ABSTRACT

In recent years, computational approaches in genomics, proteomics, and structural bioinformatics have explored thousands of drug targets and provided enormous opportunities in the field of drug discovery. The co-integration of computational approaches and experimental techniques is essential for identifying and developing promising molecules for lethal disease, as computational approaches take less time and cost less money than experimental ones. This chapter sheds light on the process of structure-based designing for inflammatory and infectious diseases. This study initially illustrated the steps like target identification, homology modeling, active site prediction/identification, ligand preparation, virtual screening, molecular docking, pharmacophore modeling, molecular dynamics simulation, etc., along with examples of computer-aided drug designing (CADD). Further, it elaborates on the potent candidates against different drug targets like Janus kinase (JAK), Bruton tyrosine kinase (BTK), sphingosine-1-phosphate (S1P), spleen tyrosine kinase (SYK), etc. of inflammatory diseases. Dihydrofuran diamine derivatives were synthesized and screened against multi-target (SYK/PDGFR-α/C-kit) for anti-rheumatoid arthritis. Pyrazole-pyrimidine derivatives were found as basic scaffolds exhibiting an anti-inflammatory activity. Furthermore, key principles and the importance of drug designing will be illustrated by case studies of drug targets like methicillin resistance factor A, protein kinases, lipophilic membrane protein (LLM), GTPase, etc. of infectious diseases. Potent drug candidates (ofloxacin, roflumilast, furazolidone, gemifloxacin, paromomycin, streptomycin, and tobramycin) have been reported against FmtA of Staphylococcus aureus by the use of in silico and experimental approaches.
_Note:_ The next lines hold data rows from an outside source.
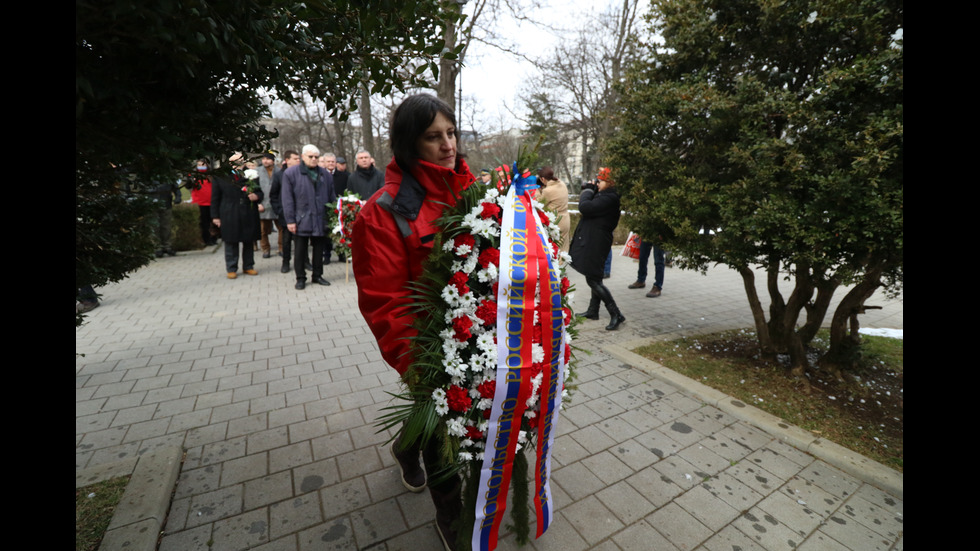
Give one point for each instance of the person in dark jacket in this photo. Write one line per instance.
(290, 159)
(366, 179)
(234, 209)
(307, 190)
(592, 242)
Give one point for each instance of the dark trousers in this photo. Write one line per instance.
(206, 224)
(231, 255)
(600, 293)
(302, 246)
(658, 264)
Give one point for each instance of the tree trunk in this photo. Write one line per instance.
(448, 70)
(842, 354)
(761, 328)
(367, 122)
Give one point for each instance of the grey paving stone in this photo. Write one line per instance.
(194, 539)
(344, 497)
(679, 527)
(215, 505)
(711, 511)
(577, 480)
(268, 489)
(625, 502)
(279, 400)
(730, 538)
(245, 531)
(643, 537)
(377, 522)
(765, 530)
(294, 514)
(591, 519)
(654, 486)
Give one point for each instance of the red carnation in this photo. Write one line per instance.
(489, 256)
(473, 433)
(487, 389)
(462, 327)
(465, 239)
(458, 399)
(458, 280)
(487, 312)
(490, 210)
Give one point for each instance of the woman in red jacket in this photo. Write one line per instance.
(392, 236)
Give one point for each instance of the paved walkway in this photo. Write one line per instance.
(274, 393)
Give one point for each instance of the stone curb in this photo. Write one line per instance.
(138, 520)
(856, 465)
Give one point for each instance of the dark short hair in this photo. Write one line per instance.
(409, 122)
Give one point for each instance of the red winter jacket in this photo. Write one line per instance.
(392, 236)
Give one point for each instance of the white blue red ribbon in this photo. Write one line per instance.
(526, 268)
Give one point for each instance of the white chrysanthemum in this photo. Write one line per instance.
(450, 294)
(488, 274)
(455, 368)
(487, 347)
(455, 427)
(439, 399)
(537, 353)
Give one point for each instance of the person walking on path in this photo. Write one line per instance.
(234, 208)
(554, 196)
(592, 243)
(393, 236)
(307, 191)
(646, 246)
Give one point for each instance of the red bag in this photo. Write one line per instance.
(632, 246)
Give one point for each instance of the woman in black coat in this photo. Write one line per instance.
(592, 242)
(235, 209)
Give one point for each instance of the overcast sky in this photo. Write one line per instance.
(491, 77)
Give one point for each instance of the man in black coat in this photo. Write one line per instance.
(592, 242)
(291, 159)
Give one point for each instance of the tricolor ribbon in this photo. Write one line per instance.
(526, 268)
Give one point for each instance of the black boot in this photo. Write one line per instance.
(593, 311)
(413, 477)
(617, 317)
(448, 505)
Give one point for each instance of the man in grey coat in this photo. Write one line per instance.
(307, 190)
(267, 216)
(366, 179)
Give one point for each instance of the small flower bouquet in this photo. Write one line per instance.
(491, 355)
(251, 186)
(343, 219)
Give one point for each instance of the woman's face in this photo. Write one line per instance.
(437, 144)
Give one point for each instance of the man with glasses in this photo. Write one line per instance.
(307, 189)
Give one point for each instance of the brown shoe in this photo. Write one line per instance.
(413, 477)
Another methicillin resistance factor, LLM, is screened against antibacterial molecules, and further stability of compounds with LLM was confirmed by molecular dynamics (MD) simulation. Virtual screening and pharmacophore modeling have been utilized to report the potent antimicrobials against YsxC, a GTPase of S. aureus. Potent natural product-like compounds were reported by virtual screening, molecular docking, and MD simulation against FemC.